Handling the “It’s Too Loud” Complaint


At some point, every pastor will face criticism about music volume. A few preemptive steps will go a long way to prepare you for the inevitable noise complaint.

Use a dB meter to collect data

Noise complaints are usually subjective, made on feeling or impression. It’s important to measure the sound in the auditorium for both frequency and overall volume so you can respond with a scientific measurement.

The metric used to measure volume is called a decibel (dB). Some common benchmarks are:

  • 0 dB: rustling leaves
  • 60 dB: conversation
  • 85 dB: city traffic
  • 100 dB: stock earphones at maximum volume
  • 120 dB: a clap of thunder

You can buy a meter to wire directly into your soundboard, but I prefer to use a free Android app called Noise Meter. (iOS users, what’s your favorite equivalent?)

If you haven’t been measuring your service volume levels, avoid making decisions based on just one week. Collect some data—learn what your normal has been before you start making changes.

Take note of acoustic changes based on the state of the room. Sound checks and rehearsals happen when the room is empty, which means the volume will run 10–15 dB louder than it will during the service, when the pews are full of people breaking up the sound.

Set a baseline & maintain it

After you’ve collected a few weeks of data, set a baseline. Decide what you want your normal to be. Communicate this to your audio technician and anyone who might be leading worship. It needs to be a range, and it needs to be flexible to make room for dynamics. Leave yourself enough room to emphasize a powerful lift without blowing eardrums—enough room to give a little more bass to Easter Sunday’s big resurrection song.

So what should your level be? That’s an excellent question, and the answer will vary wildly from facility to facility depending on size, acoustics, and similar factors. Rooms that echo a lot are going to feel louder, even when the volume measurements are milder.

Respond thoughtfully with kind questions

When you inevitably hear “It was just too loud for me,” how do you respond? I recommend gathering more information before making any statements. Ask questions like:

Did you feel it was louder than usual? You need to know if this is a one-off concern or a more systemic complaint. You might not like the answer, but you need the information.

Which song made you uncomfortable? Was it the volume overall, or just the guitar in the opener to “God’s Not Dead”? You could be dealing with a frequency (pitch) concern, not a volume concern. Electric guitar often runs at frequencies that can be uncomfortable for older folks. Asking for more specific information can help you understand what triggered the discomfort. It also communicates to the concerned party that you’re competent and thinking about them.

Where were you sitting? It’s going to be louder next to the speakers. Period. Nothing you can do about it. Explain that sound dissipate throughout the room, and you need to make it audible for everyone. Suggest a different seat and you might reach a resolution without touching the levels.

Work your way gradually to, “I’m sorry to hear that. We’ll double-check the levels for next week.” Since you measure the levels and have set a baseline, you can say this without an ounce of hypocrisy.

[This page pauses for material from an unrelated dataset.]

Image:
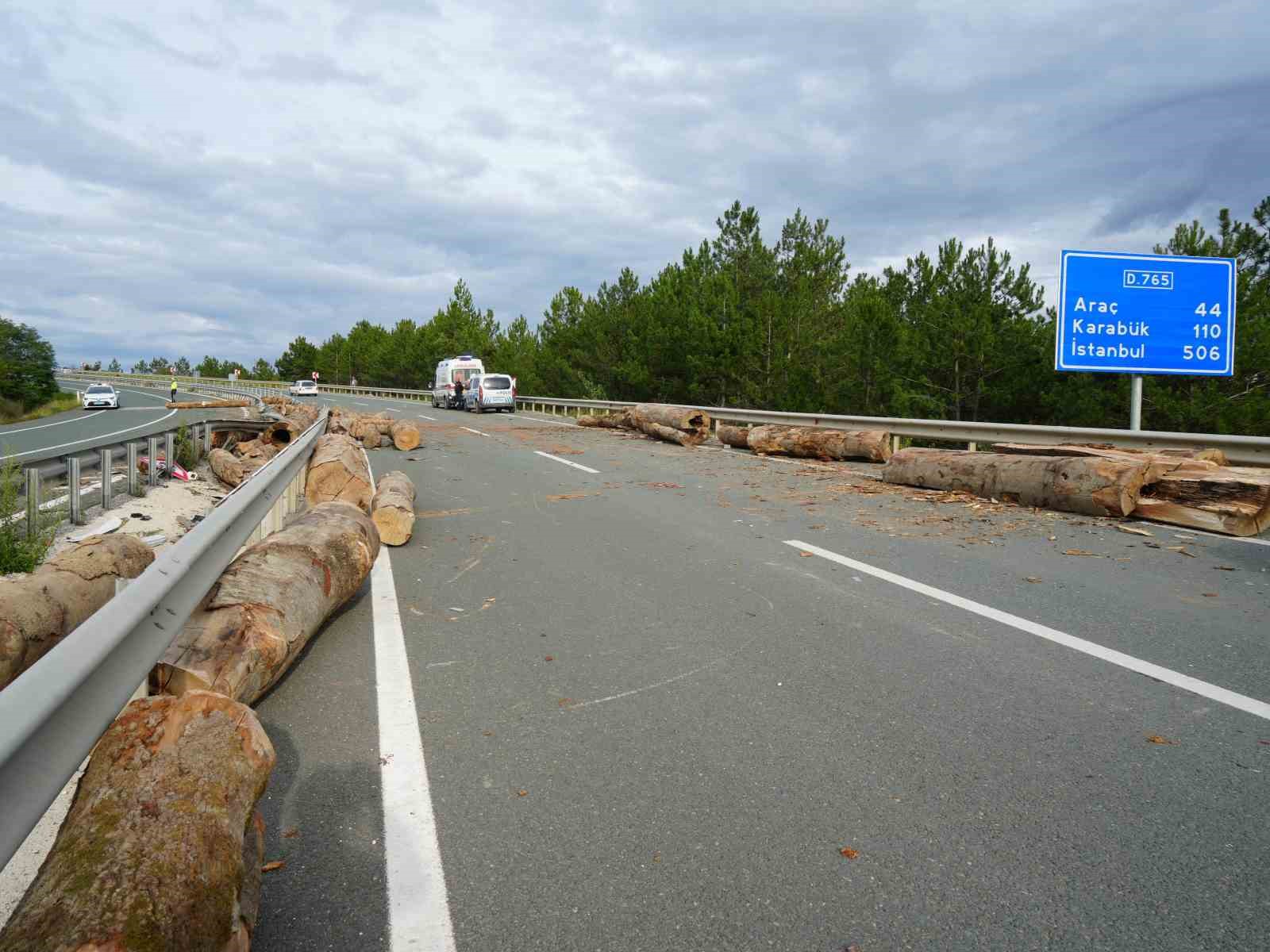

We’d like to hear from you on this. What’s your baseline dB? Have you adjusted the music volume because of complaints? Tell us in comments—let’s share solutions!


Get free church media in your inbox every month

Every month we give away free graphics you can use in your presentations.
Sign up and get this month’s free media now!


  1. says

    We have a small worship center (35'x50') with an acoustically designed ceiling and 7-channel surround sound system. I measured the sound levels through the (empty) center with the app at the volumn levels already used from Sunday (we use recorded worship videos and not a band). The whole room measured between 79.5-80.4db. We have a number of attenders who have come from other local churches (with bands) who left those churches because the music was "way too loud." Being a smaller space it is probably easier for us to control the sound.

    • Anthony Grubb says

      That's gracious of you to say–and it is quite possible the places they left haven't been measuring.

  2. Matt Howard says

    we run closer to 90db every week. Larger sanctuary. The volume can definitely get too loud, but I've found it's less about volume and more about the mix. 60db can kill people if it's not mixed properly (poor EQ, etc.).

    • says

      Totally about the mix. As an engineer, I cringe at some mixes, no matter the db level. I have been in 100db+ environments that were as comfortable as a 85db mix

  3. says

    We have a dB meter and we generally gun our sound peaking at around 82dB. I'd really like to try and get our sound people to get it up to 85dB because to me it sounds as if it allows for more dynamic.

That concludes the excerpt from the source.